The year I got mine there were twenty-three tasks tested. One of them was Land Navigation. In order to get a “Go” you had to find five out of seven points scattered over a two square mile area in three hours or less. Add in the god-forsaken terrain of Hawaii and you have an exhausting afternoon of sweat, high blood pressure and tears. After finding what you hoped were your seven points you reported to the cadre, turned in your test sheet and waited to hear either the word “Go” or the feared fuel of your nightmares, “No-Go.” A No-Go meant you would be given an opportunity to re-test, a second No-Go meant your dream of wearing an EIB crashed and burned and your uniform would be POG-like for another year.
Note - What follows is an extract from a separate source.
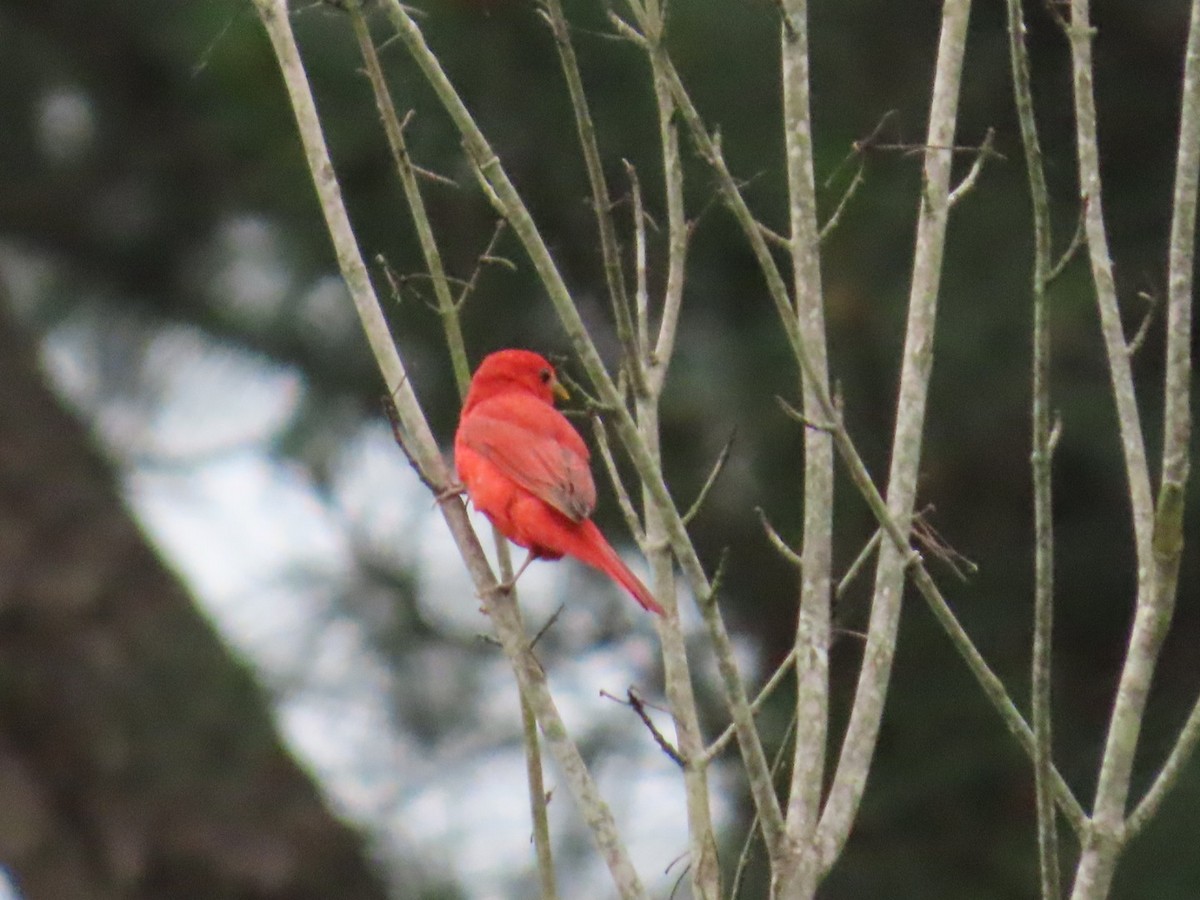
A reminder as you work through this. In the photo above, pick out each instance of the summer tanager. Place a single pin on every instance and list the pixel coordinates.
(526, 467)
We had all received our results and were waiting to get trucked back to the barracks. We’d compiled the results, rejoiced with our friends and commiserated with those who’d No-Go’d. There was a rush in the last few minutes as the three hours ticked away. One of us hadn’t returned. A few minutes later our poor bedraggled buddy came straggling in. We got the gory details on the truck ride home.
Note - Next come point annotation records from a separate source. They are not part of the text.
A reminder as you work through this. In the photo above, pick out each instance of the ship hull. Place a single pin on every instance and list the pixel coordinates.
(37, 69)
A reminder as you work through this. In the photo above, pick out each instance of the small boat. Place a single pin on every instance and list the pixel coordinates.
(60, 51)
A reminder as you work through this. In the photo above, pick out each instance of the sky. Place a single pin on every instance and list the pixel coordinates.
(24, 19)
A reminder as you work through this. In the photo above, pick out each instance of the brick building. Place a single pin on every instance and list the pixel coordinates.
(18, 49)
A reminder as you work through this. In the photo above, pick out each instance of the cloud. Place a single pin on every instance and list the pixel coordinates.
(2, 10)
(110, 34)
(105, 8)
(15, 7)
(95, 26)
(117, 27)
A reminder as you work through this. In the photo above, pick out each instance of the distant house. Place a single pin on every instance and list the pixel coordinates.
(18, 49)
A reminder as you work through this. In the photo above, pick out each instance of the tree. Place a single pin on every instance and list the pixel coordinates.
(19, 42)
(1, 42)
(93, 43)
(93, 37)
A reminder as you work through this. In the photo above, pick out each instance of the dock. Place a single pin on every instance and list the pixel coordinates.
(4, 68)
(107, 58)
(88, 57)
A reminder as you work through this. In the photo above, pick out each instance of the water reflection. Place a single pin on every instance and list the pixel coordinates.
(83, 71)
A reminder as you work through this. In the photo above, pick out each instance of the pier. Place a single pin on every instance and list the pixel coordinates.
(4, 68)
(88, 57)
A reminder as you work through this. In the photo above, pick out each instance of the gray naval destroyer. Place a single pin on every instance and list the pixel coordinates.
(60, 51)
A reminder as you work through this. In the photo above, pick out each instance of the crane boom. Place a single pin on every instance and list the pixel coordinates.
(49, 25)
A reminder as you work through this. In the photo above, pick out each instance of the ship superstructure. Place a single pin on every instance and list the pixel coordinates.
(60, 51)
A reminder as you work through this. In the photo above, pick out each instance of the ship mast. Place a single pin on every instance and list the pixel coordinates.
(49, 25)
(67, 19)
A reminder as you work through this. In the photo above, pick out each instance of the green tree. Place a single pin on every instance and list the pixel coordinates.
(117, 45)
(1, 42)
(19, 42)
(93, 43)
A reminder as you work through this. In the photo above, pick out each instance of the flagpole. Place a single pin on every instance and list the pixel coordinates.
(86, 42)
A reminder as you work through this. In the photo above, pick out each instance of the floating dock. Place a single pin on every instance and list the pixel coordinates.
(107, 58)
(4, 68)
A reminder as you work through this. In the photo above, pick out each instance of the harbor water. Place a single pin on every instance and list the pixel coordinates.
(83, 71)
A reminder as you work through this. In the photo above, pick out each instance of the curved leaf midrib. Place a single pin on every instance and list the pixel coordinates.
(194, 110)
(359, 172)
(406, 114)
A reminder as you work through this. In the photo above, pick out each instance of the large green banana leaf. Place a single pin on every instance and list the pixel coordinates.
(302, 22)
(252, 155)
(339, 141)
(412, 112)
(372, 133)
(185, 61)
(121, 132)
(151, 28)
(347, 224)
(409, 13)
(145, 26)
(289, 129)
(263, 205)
There was a point about a click and a half from the start point on a small island in the river at the bottom of a gulch, right beside a cherry guava tree. After writing down the point number he’d climbed into the cherry guava tree to grab a snack. Upon getting into the tree he heard snuffling and grunting below. Looking down he saw baby pigs grazing on the fruit that had fallen. Then the old sow showed up. Hawaii was filled with feral pigs, I’ve seen them as big as 250 or 300 pounds with impressive tusks and always a bad attitude. He tried throwing cherry guavas at them to drive them off but eventually realized he was compounding the problem. The old sow and her thirteen piglets grazed happily below his feet while the clock ran out.
He was broken hearted, land nav wasn’t the easiest task for him and now he had to re-test. Fortunately the re-test was Saturday morning. The testing would end on Friday with a 12 mile road march in under three hours, followed immediately by Disassemble, Reassemble and perform a function check on your M16A1. Saturday, those poor few who had bolo’d land nav and the road march would be given their retest. By Friday afternoon my buddy was still in, if he passed land nav he had his EIB. He was also a basket case stressing out over it.
I celebrated earning my EIB Friday night and the first rays of light Saturday morning found my hung-over ass climbing the fence into the training area near the land nav course. I linked up with my buddy at a pre-arranged spot and we started out. If we got caught our dreams of wearing an EIB were gone and we would be wearing skeeter wings again while doing 45 and 45. My brother was more important hands down, this particular ethical problem was no problem. There is an ancient adage in the Infantry “If you ain’t cheatin’ and lyin’, you ain’t tryin’. If you get caught, you ain’t tryin’ hard enough.” The exact line that delineates is a gray area somewhere between the Rule of Law and Selfless Service. You can see where I drew it. He did all the work, I just double checked it, we discussed routes and stayed out of sight using every tactical trick we knew to move around with out encountering anyone who would ask questions.
Later that week we stood tall in the formation while the orders were read and our EIBs were pinned on. We’d earned much more than a mere award.